People have known for a long time that cocoa is a magical food. Raw cacao (unroasted cocoa) was used by ancient Mayans to make a frothy, bitter beverage. Cacao was so highly valued for its taste and health benefits that it was often used in Mayan marriage ceremonies and religious rituals.
Historically, chocolate was consumed as a beverage by many cultures before it was ever turned into candy or used in baking. Chocolate was first combined with cane sugar in Europe in the 1500s. It was often mixed with milk and heated as well, creating a beverage similar to the hot chocolate we enjoy today.
Our Cocoa Mojo uses coconut palm sugar in place of white sugar. While too much of any sugar is not supportive to health, coconut sugar brings several benefits to the table that make it a better choice than white sugar. Coconut sugar contains a type of fiber called inulin, which slows glucose absorption, meaning that it won’t cause blood glucose levels to spike as much as white sugar. Coconut sugar also provides trace amounts of iron, zinc, calcium, and potassium.
Cocoa is packed full of nutrients—iron, magnesium, and calcium, to name a few. It is also an excellent source of antioxidants—one of the best, actually. Antioxidants combat damage done by free radicals, which can come from many different sources and wreak havoc all throughout the body. Basically, antioxidants are health superheroes.
With cocoa, buying organic and fair trade is so important, both for the environment and for the health and well-being of the growers who produce the cocoa. Cocoa Mojo is sustainably grown and sourced, and it is organic.
How can we enjoy the health benefits of chocolate? Eating a sugary chocolate bar every day won’t really do it. Drinking Cocoa Mojo is a great way to start—especially as it includes medicinal mushrooms as well.
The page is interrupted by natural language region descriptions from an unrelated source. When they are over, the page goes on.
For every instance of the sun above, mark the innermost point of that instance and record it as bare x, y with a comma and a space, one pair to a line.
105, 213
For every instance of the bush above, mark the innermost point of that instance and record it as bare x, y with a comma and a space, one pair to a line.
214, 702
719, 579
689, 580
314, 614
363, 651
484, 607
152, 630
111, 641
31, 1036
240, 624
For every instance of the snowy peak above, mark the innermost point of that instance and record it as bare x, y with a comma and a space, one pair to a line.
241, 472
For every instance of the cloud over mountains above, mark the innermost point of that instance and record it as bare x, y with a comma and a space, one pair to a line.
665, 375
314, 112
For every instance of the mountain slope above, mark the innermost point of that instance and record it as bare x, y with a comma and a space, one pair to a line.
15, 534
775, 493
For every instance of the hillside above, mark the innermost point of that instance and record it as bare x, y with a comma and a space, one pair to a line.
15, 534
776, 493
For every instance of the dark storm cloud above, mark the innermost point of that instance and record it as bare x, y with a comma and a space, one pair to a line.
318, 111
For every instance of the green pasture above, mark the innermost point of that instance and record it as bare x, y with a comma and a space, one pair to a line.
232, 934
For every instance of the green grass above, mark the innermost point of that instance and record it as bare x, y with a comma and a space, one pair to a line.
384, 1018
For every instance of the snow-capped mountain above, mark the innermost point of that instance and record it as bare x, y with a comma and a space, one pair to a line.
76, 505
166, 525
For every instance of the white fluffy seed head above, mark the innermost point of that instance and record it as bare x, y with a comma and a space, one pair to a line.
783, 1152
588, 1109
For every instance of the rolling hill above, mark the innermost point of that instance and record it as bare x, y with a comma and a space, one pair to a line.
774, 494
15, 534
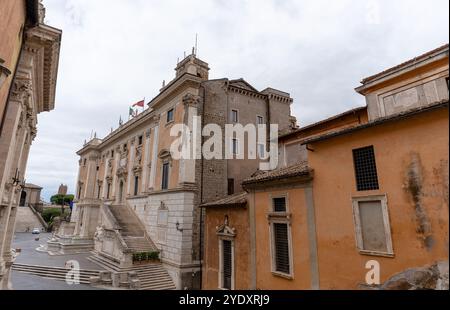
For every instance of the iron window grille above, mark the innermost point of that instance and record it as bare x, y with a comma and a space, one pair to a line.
365, 169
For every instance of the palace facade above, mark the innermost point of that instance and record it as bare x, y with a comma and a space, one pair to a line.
29, 57
363, 192
134, 197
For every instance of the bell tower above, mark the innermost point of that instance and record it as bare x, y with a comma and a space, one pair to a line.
193, 65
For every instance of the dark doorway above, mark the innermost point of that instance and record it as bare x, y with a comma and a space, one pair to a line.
23, 199
121, 192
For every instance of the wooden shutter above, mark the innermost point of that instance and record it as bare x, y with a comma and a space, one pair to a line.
281, 248
279, 204
165, 176
227, 264
365, 169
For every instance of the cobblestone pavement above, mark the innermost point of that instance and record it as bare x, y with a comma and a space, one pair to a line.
26, 242
28, 245
22, 281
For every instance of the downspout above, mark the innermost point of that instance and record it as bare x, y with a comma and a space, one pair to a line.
30, 21
12, 82
201, 190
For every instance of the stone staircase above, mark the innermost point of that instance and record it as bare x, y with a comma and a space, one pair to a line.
152, 276
55, 273
131, 229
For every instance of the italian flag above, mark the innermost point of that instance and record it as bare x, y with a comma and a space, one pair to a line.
132, 112
139, 104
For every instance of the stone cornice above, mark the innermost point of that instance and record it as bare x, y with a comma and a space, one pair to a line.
43, 43
174, 87
258, 95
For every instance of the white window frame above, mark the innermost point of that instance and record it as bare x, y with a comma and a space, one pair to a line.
173, 116
262, 154
386, 222
231, 239
233, 150
280, 218
162, 223
235, 121
258, 117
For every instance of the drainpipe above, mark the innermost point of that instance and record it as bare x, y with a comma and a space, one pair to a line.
201, 189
You’ll get the nutrients and antioxidants of the cocoa, along with immune support and increased energy from the mushrooms.
Dark chocolate is a well-known addition to a healthy diet: the high cocoa content and low sugar content maximize the health benefits of this treat. Look for high quality, organic dark chocolate if possible. The taste will be better, and it won’t contain any fillers or additives.
Another idea: cacao nibs. Cacao nibs are simply chopped up cacao beans. They have a crunchy texture and a rich chocolate-y taste. These are a great topping to sprinkle on smoothies, cereal, and desserts, for chocolate flavor with no added sugar—a great alternative to chocolate chips.
Shakes (or smoothies) and raw brownies are another great way to enjoy cocoa or cacao. This raw brownie recipe from Deliciously Ella, made using dates and cacao, is unbelievably good. Almonds can be swapped in for the hazelnuts.
To make superfood hot chocolate—add maca or cayenne. Cocoa is already a superfood, but adding one of these delicious extras takes it to the next level.
Maca is a powdered root that supports balanced hormones and energy. Native to the Peruvian Andes, it has been used for thousands of years as a health supplement. Incan warriors used maca to increase strength and stamina. Maca is considered an adaptogen, which means it helps the body adapt to all sorts of stress, and it contains around sixty phytonutrients, including many minerals and amino acids. Look for gelatinized maca, which is more potent and absorbable. The combination of maca and cacao is very health supportive and tastes incredible. Maca has a flavor similar to butterscotch or caramel.
Cayenne is a very traditional addition to cocoa—another ingredient used by the ancient Mayans. Cayenne supports cardiovascular health and good circulation. Try our regular or spagyric cayenne extract.
Now you know: eating well can definitely include chocolate, and there are so many ways to enjoy this powerful ancient superfood!
Axe, Josh. (2017, Mar. 23). Is coconut sugar good for you? Retrieved from: https://draxe.com/coconut-sugar/.
Editors, History.com. (2017, Dec. 14). History of chocolate. Retrieved from: https://www.history.com/topics/ancient-americas/history-of-chocolate.
Editors, Ricochet Science. (2016, Apr. 12). Cacao: the Mayan “food of the gods.” Retrieved from: http://ricochetscience.com/cacao-mayan-food-gods/.
Morris, Julie. (2012). Superfood kitchen. New York: Sterling Epicure.